の対応が為されているようです。バイナリは配布せず、ソースコードのパッチのみの公開。MySQL 5.6 をベースにしたのは、ビルドの速さ(トライ&エラーを繰り返しやすい)を重視して、かな。(MySQL 8.0 のビルドには結構時間がかかる)

 久々に、「才能の無駄遣い」と絶賛したくなるようなワザを目の当たりにしました。徐々にできあがっていく様子を yoku0825さんのtwitterで伺ったりしていくのは、面白かったです。

追記2

 あとは、結果を返してくれたことに対してお礼を言える THANK YOU 構文の実装が待ち望まれます。

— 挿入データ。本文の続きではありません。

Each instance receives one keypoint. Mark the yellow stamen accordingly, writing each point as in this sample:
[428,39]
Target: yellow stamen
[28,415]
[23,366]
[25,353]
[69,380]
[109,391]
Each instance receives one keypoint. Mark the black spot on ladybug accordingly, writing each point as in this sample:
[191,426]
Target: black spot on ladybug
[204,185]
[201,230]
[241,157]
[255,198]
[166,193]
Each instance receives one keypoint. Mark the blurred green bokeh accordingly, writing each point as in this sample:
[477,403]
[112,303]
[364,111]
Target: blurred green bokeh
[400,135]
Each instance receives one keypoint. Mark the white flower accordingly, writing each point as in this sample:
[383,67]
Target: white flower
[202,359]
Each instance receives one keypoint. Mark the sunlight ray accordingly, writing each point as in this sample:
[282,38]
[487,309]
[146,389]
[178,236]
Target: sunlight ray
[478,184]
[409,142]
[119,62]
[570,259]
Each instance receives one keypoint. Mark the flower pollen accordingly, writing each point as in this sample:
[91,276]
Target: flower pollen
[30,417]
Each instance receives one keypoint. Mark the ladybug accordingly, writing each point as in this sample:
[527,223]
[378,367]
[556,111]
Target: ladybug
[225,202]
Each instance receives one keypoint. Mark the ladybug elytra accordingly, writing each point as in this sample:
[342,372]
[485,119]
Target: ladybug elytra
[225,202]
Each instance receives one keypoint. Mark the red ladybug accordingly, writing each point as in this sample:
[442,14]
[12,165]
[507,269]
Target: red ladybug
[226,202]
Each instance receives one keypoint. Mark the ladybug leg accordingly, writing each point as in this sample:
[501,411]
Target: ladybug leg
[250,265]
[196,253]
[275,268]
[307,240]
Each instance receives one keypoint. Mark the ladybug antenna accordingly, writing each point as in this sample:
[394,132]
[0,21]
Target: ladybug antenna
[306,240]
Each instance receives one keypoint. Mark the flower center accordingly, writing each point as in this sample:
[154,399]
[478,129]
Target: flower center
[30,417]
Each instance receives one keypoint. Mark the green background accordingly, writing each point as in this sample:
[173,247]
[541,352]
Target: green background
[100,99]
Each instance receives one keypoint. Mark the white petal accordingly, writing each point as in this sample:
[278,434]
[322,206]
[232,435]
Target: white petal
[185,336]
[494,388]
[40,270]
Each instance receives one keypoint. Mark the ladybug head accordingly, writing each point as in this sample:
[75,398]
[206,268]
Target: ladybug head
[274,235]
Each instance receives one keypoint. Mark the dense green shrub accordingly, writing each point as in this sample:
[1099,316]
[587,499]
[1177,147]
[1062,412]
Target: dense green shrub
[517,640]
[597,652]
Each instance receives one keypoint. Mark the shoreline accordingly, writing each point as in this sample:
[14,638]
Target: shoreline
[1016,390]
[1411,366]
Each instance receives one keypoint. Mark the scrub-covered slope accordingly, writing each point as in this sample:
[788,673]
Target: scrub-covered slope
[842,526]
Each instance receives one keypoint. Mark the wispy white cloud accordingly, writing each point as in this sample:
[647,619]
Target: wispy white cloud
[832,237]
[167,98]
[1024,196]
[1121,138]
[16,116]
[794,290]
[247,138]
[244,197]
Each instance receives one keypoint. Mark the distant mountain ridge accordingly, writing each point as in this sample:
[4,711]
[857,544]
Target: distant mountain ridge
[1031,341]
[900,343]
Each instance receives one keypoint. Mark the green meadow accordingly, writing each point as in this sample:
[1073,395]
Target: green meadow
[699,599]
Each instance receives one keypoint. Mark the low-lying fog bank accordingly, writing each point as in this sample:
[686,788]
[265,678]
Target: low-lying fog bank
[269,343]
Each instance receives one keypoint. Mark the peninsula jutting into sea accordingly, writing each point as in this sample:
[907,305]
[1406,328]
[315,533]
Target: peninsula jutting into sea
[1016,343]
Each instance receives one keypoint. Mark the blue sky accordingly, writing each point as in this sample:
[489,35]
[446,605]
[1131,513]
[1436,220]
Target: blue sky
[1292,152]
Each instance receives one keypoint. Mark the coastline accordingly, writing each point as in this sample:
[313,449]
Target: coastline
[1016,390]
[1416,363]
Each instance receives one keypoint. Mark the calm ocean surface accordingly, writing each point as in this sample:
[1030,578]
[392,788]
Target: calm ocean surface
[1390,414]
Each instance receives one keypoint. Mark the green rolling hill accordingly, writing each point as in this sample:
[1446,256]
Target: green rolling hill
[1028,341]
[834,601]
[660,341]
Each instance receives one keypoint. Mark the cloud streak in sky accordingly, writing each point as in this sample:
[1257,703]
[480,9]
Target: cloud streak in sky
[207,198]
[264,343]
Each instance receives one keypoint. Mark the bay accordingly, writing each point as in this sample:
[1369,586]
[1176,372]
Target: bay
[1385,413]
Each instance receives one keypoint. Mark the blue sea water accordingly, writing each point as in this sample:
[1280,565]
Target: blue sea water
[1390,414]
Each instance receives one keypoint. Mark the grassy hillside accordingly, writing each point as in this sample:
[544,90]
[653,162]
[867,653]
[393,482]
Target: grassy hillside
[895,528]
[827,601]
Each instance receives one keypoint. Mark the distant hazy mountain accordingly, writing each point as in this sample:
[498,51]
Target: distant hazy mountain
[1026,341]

実装されれば、かなり MySQレとの距離を近づけるのに役に立ってくれそうです。



追記3

 澤田さんが PostgreSQL に実装してくれました! PLEASE句がないとインデックスを使ってくれないというのが特に新奇性! みんな、DBMSにちゃんと感謝してるんですね!

 さらに、THANK YOU 文まで実装!

 

追記4

 MySQレ について、「マイエスキューレ」という声がありますが(それはそれでイタリアではきっとそう呼ばれているのだろうと信じることにして)、実はMySQLだったというタネアカシ:-)



追記5

 オープンソースじゃないので Oracle database では無理だろうと思っていたら、中家さんが PL/SQL を使って遊んでくれました。pleaseをつけないと、ちゃんと遅くなってくれます!(・・・って、やりたいの、それだったっけ(笑)。付けると速くしたいんじゃなかったっけw)

 そしてソースコード



追記6

 なんと、Spark SQL にも PLEASE句が! PLEASEつけないと DISTINCT しちゃうとか、極悪(笑)。
そうか、PLEASEつけないと 100件までしか出力しない、みたいな抗議行動も考えられるのか、とヒントをもらいました。

miyakelp.hatenablog.jp

追記7

 SQL Serverでのトライ! RDBMS本体側を書き換えることはできないので、TDSのProxy を噛まして、そのProxyで変換(PLEASE句の除去)やウェイトの挿入などを行っているようです。

blog.engineer-memo.com

追記8

 Redis にまで!!
RDBMSに、プログラムに、コンピュータに対して、単に命令するばかりでなく、感謝を込めて「お願い」する文化が少しずつ広がっていて、嬉しいです!




追記9

 「4/1に間に合わなかったけど」と、SQLite3 への実装(パッチ)も公開されました。大丈夫です、まだエイプリルフール5日目です!




追記10

 みなさんのTwitterでのやりとりが面白かったので、これは後生まで記録に残しておくべき!と、Togetterにまとめました。
togetter.com

たくさんの人に見ていただけて、トゥギャッター編集部さんの「本日のイチオシ」に選んでいただきました。みんなの開発パワー、すごい!



追記11

 それぞれの方が今回試みた技術的知見をそのままにしておくのは勿体ないということで、勉強会(発表会)が開催されることになりました。いや、べつにそんな大層な話じゃなくて「おもしろいからやろーぜー」というノリです。私も皆様の時間を奪った責任を取って1枠目で少しだけお話をさせていただきます。